In Paragraph 117, on page 24, under "Management and administration staff", a number of statistics are given on the increase in the number of staff, particularly on the clerical side. There has been a drop in the number of senior managers, which is not a surprise given that there has been a degree of reorganisation. My understanding is that the overall growth in the number of administrative personnel is greater than the growth in the number of clinical staff. We have heard questions about measuring outputs, and we know that some clinical staff have been recruited because of issues such as the working time directive and so they do not necessarily lead to an increase in output. Can you shed more light on why the administrative and clerical side seems to be growing at such a rate even though the people who are trying to run the service are looking for greater output on the clinical side?

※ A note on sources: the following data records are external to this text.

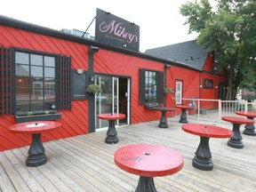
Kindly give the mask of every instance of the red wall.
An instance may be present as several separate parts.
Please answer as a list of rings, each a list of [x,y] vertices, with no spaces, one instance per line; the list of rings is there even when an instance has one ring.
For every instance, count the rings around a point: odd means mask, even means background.
[[[0,26],[0,44],[49,53],[71,55],[72,68],[88,68],[88,46],[17,28]],[[43,141],[88,133],[88,100],[72,101],[72,110],[61,110],[62,126],[43,134]],[[29,145],[31,136],[9,133],[7,127],[15,124],[15,116],[0,116],[0,151]]]
[[[72,68],[88,70],[89,49],[86,44],[4,26],[0,26],[0,44],[5,47],[12,46],[71,56]],[[144,106],[139,104],[139,73],[140,68],[164,71],[164,63],[126,55],[103,48],[100,48],[100,52],[94,54],[93,60],[93,70],[95,73],[113,74],[131,77],[132,124],[158,120],[160,118],[160,112],[146,109]],[[209,65],[211,65],[210,61]],[[200,73],[199,71],[172,66],[167,69],[166,74],[168,87],[175,89],[175,80],[182,80],[183,97],[199,98]],[[202,79],[208,78],[209,76],[212,78],[212,75],[202,73]],[[212,92],[211,92],[212,91],[209,92],[203,91],[202,98],[212,98]],[[175,108],[175,102],[172,100],[173,97],[175,97],[175,94],[167,95],[166,107]],[[44,133],[43,141],[89,132],[88,100],[73,100],[71,110],[61,110],[60,112],[62,115],[61,119],[58,121],[61,123],[61,128],[52,132]],[[180,114],[180,109],[177,110],[176,115],[178,114]],[[167,114],[168,117],[172,116],[173,112]],[[13,116],[6,115],[4,117],[0,116],[0,151],[30,144],[30,135],[19,135],[8,132],[7,127],[15,123]]]

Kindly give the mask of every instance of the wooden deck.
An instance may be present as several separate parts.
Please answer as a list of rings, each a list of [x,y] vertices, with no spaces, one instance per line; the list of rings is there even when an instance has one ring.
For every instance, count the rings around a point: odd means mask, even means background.
[[[183,132],[178,122],[179,116],[168,118],[168,129],[158,128],[158,121],[119,127],[119,142],[113,145],[104,142],[106,130],[45,142],[48,162],[39,167],[25,165],[28,147],[0,152],[0,191],[134,191],[139,176],[113,161],[118,148],[134,143],[169,146],[184,156],[180,172],[155,178],[159,192],[255,191],[256,136],[242,134],[243,149],[228,147],[227,139],[210,139],[214,167],[200,171],[192,166],[199,137]],[[220,125],[231,129],[231,124]]]

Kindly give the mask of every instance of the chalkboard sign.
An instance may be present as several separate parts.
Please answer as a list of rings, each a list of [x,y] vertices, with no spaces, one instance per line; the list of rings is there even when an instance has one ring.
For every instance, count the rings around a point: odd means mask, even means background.
[[[86,99],[86,73],[81,69],[73,70],[73,100]]]

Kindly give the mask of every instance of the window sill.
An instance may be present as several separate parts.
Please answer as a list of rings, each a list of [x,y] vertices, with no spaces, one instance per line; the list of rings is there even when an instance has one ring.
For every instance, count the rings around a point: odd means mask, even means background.
[[[44,114],[44,115],[33,115],[33,116],[15,116],[17,123],[25,123],[32,121],[52,121],[60,119],[60,113]]]

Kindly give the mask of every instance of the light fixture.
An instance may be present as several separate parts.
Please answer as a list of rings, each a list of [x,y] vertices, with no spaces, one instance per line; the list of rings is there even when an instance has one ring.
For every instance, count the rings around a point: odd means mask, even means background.
[[[98,52],[99,50],[100,50],[100,48],[97,47],[97,46],[93,46],[93,45],[91,45],[91,46],[90,46],[90,51],[91,51],[91,52]]]

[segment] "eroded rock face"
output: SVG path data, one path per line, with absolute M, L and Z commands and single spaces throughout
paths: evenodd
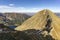
M 47 17 L 48 16 L 48 17 Z M 17 31 L 29 29 L 47 31 L 52 38 L 60 40 L 60 19 L 50 10 L 42 10 L 15 28 Z

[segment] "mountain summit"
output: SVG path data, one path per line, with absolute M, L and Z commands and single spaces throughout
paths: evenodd
M 18 31 L 28 29 L 47 30 L 56 40 L 60 40 L 60 19 L 50 10 L 42 10 L 27 19 L 21 26 L 15 28 Z

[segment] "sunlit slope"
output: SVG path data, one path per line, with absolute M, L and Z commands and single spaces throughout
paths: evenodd
M 52 30 L 50 34 L 56 40 L 60 40 L 60 19 L 51 11 L 49 11 L 49 15 L 51 16 L 52 19 L 51 23 Z
M 46 13 L 45 10 L 38 12 L 33 17 L 26 20 L 21 26 L 15 28 L 15 30 L 27 30 L 27 29 L 36 29 L 40 30 L 46 25 Z
M 24 31 L 27 29 L 41 30 L 45 28 L 47 24 L 47 16 L 52 20 L 50 35 L 56 39 L 60 40 L 60 19 L 50 10 L 42 10 L 26 20 L 21 26 L 15 28 L 18 31 Z

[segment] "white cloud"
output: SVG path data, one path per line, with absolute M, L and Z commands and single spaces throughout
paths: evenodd
M 0 12 L 37 12 L 38 10 L 38 8 L 27 9 L 24 7 L 0 5 Z
M 25 8 L 25 7 L 0 5 L 0 12 L 38 12 L 42 9 L 46 9 L 46 7 L 45 8 L 44 7 L 42 7 L 42 8 Z M 60 12 L 59 8 L 48 8 L 48 9 L 52 10 L 53 12 Z
M 9 6 L 14 6 L 14 4 L 9 4 Z

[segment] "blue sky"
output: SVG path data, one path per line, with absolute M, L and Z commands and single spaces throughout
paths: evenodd
M 60 12 L 60 0 L 0 0 L 0 12 Z

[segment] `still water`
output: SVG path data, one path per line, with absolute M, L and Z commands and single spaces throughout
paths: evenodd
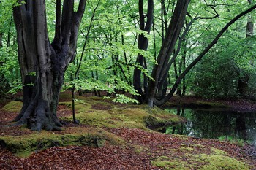
M 164 129 L 167 134 L 198 138 L 244 140 L 256 144 L 256 113 L 213 109 L 169 109 L 187 121 Z

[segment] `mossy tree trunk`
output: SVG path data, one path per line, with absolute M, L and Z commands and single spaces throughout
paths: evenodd
M 23 84 L 23 105 L 15 121 L 34 131 L 59 130 L 56 116 L 64 74 L 74 60 L 78 31 L 86 0 L 74 11 L 74 1 L 56 0 L 55 37 L 50 42 L 45 1 L 26 0 L 14 8 L 18 60 Z M 62 7 L 62 9 L 61 9 Z

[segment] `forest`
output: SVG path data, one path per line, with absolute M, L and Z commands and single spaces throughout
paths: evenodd
M 255 8 L 0 0 L 0 169 L 256 169 Z

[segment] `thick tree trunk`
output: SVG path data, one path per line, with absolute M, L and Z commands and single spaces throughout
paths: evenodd
M 143 12 L 143 1 L 140 0 L 138 3 L 139 13 L 140 13 L 140 29 L 146 31 L 148 34 L 150 33 L 152 23 L 153 23 L 153 11 L 154 11 L 154 2 L 153 0 L 148 0 L 148 10 L 147 10 L 147 20 L 145 22 L 145 16 Z M 146 23 L 146 24 L 145 24 Z M 138 38 L 138 48 L 143 50 L 146 50 L 148 49 L 148 39 L 145 37 L 144 35 L 139 35 Z M 136 63 L 140 64 L 144 69 L 146 69 L 146 63 L 145 58 L 143 55 L 138 54 L 136 60 Z M 147 77 L 145 74 L 144 76 L 144 91 L 147 91 L 148 81 Z M 140 96 L 134 96 L 135 98 L 139 101 L 140 104 L 145 101 L 145 93 L 143 92 L 143 85 L 141 85 L 141 70 L 139 68 L 135 68 L 134 69 L 133 74 L 133 86 L 134 88 L 138 91 Z
M 170 68 L 168 63 L 173 63 L 175 59 L 172 58 L 173 61 L 169 61 L 182 29 L 189 3 L 189 0 L 178 0 L 176 5 L 167 34 L 157 59 L 158 64 L 154 65 L 153 68 L 151 77 L 154 80 L 149 81 L 147 96 L 149 107 L 153 107 L 158 88 L 162 81 L 164 81 L 167 77 Z
M 74 12 L 74 2 L 64 0 L 61 20 L 61 4 L 57 0 L 52 44 L 48 36 L 45 1 L 25 2 L 14 8 L 24 101 L 15 120 L 34 131 L 59 130 L 61 124 L 56 116 L 59 93 L 65 70 L 74 59 L 86 1 L 80 1 L 78 12 Z

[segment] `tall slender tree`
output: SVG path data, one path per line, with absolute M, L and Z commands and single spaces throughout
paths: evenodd
M 18 59 L 23 84 L 23 105 L 17 124 L 33 131 L 59 130 L 56 116 L 64 74 L 74 60 L 78 28 L 86 0 L 56 1 L 55 36 L 50 43 L 47 29 L 45 0 L 20 1 L 13 9 Z

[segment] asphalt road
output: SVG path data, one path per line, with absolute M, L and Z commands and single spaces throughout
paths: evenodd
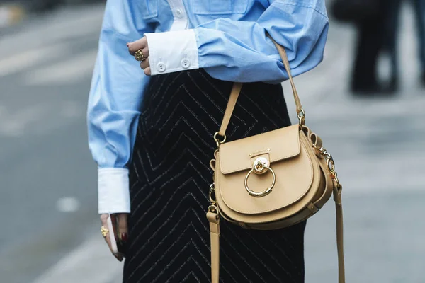
M 120 282 L 121 265 L 98 231 L 86 142 L 102 8 L 66 8 L 0 30 L 1 283 Z M 307 122 L 344 185 L 348 282 L 425 282 L 425 91 L 410 13 L 403 13 L 397 96 L 346 93 L 354 33 L 336 23 L 324 62 L 295 79 Z M 331 203 L 309 222 L 307 282 L 336 282 L 334 225 Z

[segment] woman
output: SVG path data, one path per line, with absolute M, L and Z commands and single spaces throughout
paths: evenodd
M 209 282 L 209 161 L 232 81 L 248 83 L 228 139 L 289 125 L 287 74 L 266 33 L 297 75 L 322 61 L 327 30 L 324 0 L 107 1 L 89 137 L 103 233 L 110 247 L 111 214 L 126 242 L 124 282 Z M 224 223 L 221 282 L 303 282 L 305 227 Z

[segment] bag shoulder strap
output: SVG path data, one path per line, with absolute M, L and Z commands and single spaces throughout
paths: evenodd
M 300 100 L 300 97 L 298 96 L 298 93 L 297 92 L 297 88 L 295 88 L 295 84 L 294 83 L 294 80 L 290 73 L 290 67 L 289 67 L 289 61 L 288 59 L 286 51 L 285 50 L 285 48 L 283 46 L 276 42 L 273 38 L 271 38 L 271 37 L 268 34 L 267 34 L 267 37 L 271 40 L 273 43 L 274 43 L 276 48 L 278 49 L 278 52 L 279 52 L 280 57 L 282 58 L 283 66 L 285 67 L 285 69 L 288 73 L 288 77 L 289 78 L 290 86 L 292 87 L 293 94 L 294 96 L 294 100 L 295 101 L 295 105 L 297 106 L 297 114 L 298 115 L 298 116 L 300 116 L 300 113 L 304 113 L 304 111 L 302 110 L 301 101 Z M 233 110 L 234 109 L 234 106 L 236 105 L 236 103 L 237 101 L 237 98 L 239 97 L 242 88 L 242 83 L 234 83 L 233 84 L 233 88 L 232 88 L 232 92 L 230 93 L 230 98 L 229 98 L 229 102 L 227 103 L 227 106 L 225 112 L 225 116 L 223 117 L 223 120 L 222 122 L 220 131 L 218 132 L 218 134 L 220 134 L 221 137 L 225 137 L 225 134 L 226 134 L 226 129 L 227 129 L 227 126 L 229 125 L 230 117 L 232 117 L 232 114 L 233 113 Z

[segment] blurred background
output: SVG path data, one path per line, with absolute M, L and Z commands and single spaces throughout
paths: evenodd
M 325 59 L 295 81 L 344 185 L 347 282 L 423 283 L 425 4 L 391 0 L 361 15 L 335 1 Z M 1 283 L 120 282 L 86 142 L 103 6 L 0 0 Z M 336 282 L 334 209 L 309 221 L 307 283 Z

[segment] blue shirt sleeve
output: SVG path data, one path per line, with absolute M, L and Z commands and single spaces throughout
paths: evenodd
M 199 67 L 225 81 L 281 82 L 288 75 L 266 32 L 285 47 L 297 76 L 323 59 L 328 23 L 324 0 L 275 0 L 256 21 L 201 24 L 195 28 Z
M 125 168 L 149 77 L 126 43 L 153 30 L 136 17 L 137 1 L 108 0 L 87 110 L 89 145 L 99 168 Z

Initially we were not going to add that paragraph to the report, because we were trying to consider the targets, but for completeness we thought that we should add it. I am not sure that we can shed much light on it, except that there are some issues around definitions. Sometimes there is movement—for example, someone who has been categorised as a nurse becomes a nurse manager—but that would not explain the clerical staff issue. The issue relates to the point that Robin Harper made about the reductions that would be expected to follow unified systems. I suspect that there might be some reductions under the shared services project, which examines bringing together back-room functions such as payroll and human resources. I am afraid that I cannot add any more than that at the moment.
We can say that if the increase in administrative and clerical staff is less than the increase in total costs, the obvious inference is that the increase in clinical staff is greater, simply because 70 per cent of total costs are direct staffing costs. However, as Barbara Hurst said, there are some definitional difficulties that make it difficult to make a straightforward comparison of the two.
That exhausts our questions. Under a later agenda item we will discuss how to respond to the report. I thank the Auditor General and his colleagues from Audit Scotland for answering our questions.